Modified: mlpack/trunk/src/mlpack/tests/CMakeLists.txt
===================================================================
--- mlpack/trunk/src/mlpack/tests/CMakeLists.txt	2011-11-12 17:17:47 UTC (rev 10255)
+++ mlpack/trunk/src/mlpack/tests/CMakeLists.txt	2011-11-12 19:16:25 UTC (rev 10256)
@@ -16,7 +16,7 @@
   allknn_test.cpp
   cli_test.cpp
   emst_test.cpp
-#  hmm_test.cpp
+  hmm_test.cpp
   infomax_ica_test.cpp
   kernel_test.cpp
   lin_alg_test.cpp

Added: mlpack/trunk/src/mlpack/tests/hmm_test.cpp
===================================================================
--- mlpack/trunk/src/mlpack/tests/hmm_test.cpp	                        (rev 0)
+++ mlpack/trunk/src/mlpack/tests/hmm_test.cpp	2011-11-12 19:16:25 UTC (rev 10256)
@@ -0,0 +1,293 @@
+/**
+ * @file hmm_test.cpp
+ *
+ * Test file for HMMs.
+ */
+#include <mlpack/core.h>
+#include <mlpack/methods/hmm/discreteHMM.hpp>
+#include <mlpack/methods/hmm/hmm.hpp>
+#include <boost/test/unit_test.hpp>
+
+using namespace mlpack;
+using namespace mlpack::hmm;
+
+BOOST_AUTO_TEST_SUITE(HMMTest);
+
+/**
+ * We will use the simple case proposed by Russell and Norvig in Artificial
+ * Intelligence: A Modern Approach, 2nd Edition, around p.549.
+ */
+BOOST_AUTO_TEST_CASE(SimpleDiscreteHMMTestViterbi)
+{
+  // We have two hidden states: rain/dry.  Two emission states: umbrella/no
+  // umbrella.
+  // In this example, the transition matrix is
+  //  rain  dry
+  // [[0.7 0.3]  rain
+  //  [0.3 0.7]] dry
+  // and the emission probability is
+  //  rain dry
+  // [[0.9 0.2]  umbrella
+  //  [0.1 0.8]] no umbrella
+  arma::mat transition("0.7 0.3; 0.3 0.7");
+  arma::mat emission("0.9 0.2; 0.1 0.8");
+
+  HMM<int> hmm(transition, emission);
+
+  // Now let's take a sequence and find what the most likely state is.
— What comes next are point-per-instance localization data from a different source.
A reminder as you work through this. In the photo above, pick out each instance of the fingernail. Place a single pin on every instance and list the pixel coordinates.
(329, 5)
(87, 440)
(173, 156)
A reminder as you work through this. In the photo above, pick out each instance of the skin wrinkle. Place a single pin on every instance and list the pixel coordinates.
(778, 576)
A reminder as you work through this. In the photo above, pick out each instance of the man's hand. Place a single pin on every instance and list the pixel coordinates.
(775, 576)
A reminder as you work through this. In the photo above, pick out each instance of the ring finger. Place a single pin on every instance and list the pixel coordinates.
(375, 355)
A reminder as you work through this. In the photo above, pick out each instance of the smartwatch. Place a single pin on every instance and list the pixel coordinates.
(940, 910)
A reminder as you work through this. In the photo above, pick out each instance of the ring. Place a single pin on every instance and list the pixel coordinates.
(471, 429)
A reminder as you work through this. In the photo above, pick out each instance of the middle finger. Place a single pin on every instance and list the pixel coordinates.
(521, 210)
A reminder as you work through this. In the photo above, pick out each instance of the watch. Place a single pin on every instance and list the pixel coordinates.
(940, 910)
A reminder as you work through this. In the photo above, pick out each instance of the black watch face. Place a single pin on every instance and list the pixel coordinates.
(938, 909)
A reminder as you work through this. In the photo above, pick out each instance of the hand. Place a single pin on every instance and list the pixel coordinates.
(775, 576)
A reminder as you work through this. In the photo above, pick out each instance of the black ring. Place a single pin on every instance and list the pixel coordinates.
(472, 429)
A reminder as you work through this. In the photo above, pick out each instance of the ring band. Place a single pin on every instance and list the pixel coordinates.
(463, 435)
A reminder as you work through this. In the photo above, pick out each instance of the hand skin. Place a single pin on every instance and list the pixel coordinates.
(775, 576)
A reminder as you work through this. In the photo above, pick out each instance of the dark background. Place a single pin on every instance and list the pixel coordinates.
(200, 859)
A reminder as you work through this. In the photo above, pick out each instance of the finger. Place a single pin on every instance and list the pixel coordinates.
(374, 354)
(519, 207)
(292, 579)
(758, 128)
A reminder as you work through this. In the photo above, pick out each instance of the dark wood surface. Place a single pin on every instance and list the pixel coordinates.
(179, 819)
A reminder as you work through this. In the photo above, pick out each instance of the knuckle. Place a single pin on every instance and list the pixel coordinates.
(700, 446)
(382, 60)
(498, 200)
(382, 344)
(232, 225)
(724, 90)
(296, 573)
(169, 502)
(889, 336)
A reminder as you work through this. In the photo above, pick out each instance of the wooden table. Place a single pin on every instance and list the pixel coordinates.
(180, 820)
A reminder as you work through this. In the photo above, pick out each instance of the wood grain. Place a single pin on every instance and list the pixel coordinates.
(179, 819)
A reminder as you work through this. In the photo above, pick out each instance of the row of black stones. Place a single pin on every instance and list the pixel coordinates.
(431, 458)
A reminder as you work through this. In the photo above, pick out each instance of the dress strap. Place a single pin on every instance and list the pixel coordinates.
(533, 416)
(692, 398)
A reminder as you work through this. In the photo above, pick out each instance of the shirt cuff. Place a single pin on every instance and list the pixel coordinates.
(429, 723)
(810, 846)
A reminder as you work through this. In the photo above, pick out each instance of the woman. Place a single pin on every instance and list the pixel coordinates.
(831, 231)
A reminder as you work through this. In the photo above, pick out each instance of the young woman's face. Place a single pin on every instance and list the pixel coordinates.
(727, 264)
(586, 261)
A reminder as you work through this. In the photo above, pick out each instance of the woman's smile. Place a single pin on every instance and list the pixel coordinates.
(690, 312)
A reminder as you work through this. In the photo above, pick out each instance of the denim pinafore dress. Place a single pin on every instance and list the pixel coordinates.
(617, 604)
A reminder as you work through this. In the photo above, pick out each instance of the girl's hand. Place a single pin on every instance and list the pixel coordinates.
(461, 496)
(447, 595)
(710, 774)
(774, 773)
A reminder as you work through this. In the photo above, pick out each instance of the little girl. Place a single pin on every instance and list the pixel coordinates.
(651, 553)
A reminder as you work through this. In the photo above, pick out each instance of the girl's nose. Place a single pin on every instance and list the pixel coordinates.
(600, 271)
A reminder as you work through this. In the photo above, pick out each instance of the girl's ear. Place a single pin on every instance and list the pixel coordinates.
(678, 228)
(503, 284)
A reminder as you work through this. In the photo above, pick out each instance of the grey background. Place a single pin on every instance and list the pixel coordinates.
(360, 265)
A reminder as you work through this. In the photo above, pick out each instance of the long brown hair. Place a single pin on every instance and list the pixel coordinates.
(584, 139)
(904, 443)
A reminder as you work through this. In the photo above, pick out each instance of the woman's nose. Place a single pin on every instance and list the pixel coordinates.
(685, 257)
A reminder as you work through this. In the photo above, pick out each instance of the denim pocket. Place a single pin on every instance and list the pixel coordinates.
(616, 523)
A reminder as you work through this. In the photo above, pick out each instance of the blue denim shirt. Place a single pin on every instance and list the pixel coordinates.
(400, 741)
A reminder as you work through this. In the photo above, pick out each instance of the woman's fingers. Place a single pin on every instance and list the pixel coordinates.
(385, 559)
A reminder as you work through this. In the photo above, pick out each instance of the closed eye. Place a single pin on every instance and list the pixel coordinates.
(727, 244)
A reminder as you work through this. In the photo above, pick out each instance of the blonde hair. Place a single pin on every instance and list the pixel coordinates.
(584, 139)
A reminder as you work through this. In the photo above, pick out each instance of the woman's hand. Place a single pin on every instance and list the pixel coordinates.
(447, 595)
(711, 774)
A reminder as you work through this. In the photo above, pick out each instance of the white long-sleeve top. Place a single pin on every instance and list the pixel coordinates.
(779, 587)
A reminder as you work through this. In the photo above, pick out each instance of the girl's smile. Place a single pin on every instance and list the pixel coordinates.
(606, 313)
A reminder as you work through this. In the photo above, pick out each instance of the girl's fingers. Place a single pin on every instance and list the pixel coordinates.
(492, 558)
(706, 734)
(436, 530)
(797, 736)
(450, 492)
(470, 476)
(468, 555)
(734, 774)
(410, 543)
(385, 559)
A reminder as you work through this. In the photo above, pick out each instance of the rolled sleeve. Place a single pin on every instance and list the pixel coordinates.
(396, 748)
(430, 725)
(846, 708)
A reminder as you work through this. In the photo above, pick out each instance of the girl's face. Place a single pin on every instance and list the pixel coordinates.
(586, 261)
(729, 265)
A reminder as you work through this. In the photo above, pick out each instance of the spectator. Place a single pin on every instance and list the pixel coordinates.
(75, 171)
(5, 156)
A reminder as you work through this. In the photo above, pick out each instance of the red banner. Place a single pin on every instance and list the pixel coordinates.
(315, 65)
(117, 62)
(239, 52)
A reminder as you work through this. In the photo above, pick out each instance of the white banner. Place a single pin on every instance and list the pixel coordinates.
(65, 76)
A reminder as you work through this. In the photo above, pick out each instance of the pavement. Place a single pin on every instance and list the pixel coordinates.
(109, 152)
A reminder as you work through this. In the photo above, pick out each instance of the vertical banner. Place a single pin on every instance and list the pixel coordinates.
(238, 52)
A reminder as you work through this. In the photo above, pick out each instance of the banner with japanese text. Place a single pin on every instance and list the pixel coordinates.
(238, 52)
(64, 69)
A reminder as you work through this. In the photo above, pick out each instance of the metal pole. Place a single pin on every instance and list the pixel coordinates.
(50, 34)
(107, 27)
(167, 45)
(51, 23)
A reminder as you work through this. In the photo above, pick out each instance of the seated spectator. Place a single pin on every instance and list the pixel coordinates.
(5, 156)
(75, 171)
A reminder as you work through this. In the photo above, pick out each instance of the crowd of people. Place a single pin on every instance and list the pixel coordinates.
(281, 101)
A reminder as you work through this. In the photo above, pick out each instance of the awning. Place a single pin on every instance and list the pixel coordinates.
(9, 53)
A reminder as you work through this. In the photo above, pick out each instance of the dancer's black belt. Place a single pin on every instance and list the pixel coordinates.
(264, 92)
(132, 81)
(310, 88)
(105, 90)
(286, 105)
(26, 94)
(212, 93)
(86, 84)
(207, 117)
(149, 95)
+  // We'll use the sequence [U U N U U] (U = umbrella, N = no umbrella) like on
+  // p. 547.
+  arma::vec observation("0 0 1 0 0");
+
+  arma::Col<size_t> states;
+  hmm.Viterbi(observation, states);
+
+  // Check each state.
+  BOOST_REQUIRE_EQUAL(states[0], 0); // Rain.
+  BOOST_REQUIRE_EQUAL(states[1], 0); // Rain.
+  BOOST_REQUIRE_EQUAL(states[2], 1); // No rain.
+  BOOST_REQUIRE_EQUAL(states[3], 0); // Rain.
+  BOOST_REQUIRE_EQUAL(states[4], 0); // Rain.
+}
+
+/**
+ * This example is from Borodovsky & Ekisheva, p. 80-81.  It is just slightly
+ * more complex.
+ */
+BOOST_AUTO_TEST_CASE(BorodovskyHMMTestViterbi)
+{
+  // Two hidden states: H (high GC content) and L (low GC content), as well as a
+  // start state.
+  arma::mat transition("0.0 0.0 0.0;"
+                       "0.5 0.5 0.4;"
+                       "0.5 0.5 0.6");
+  // Four emission states: A, C, G, T.  Start state doesn't emit...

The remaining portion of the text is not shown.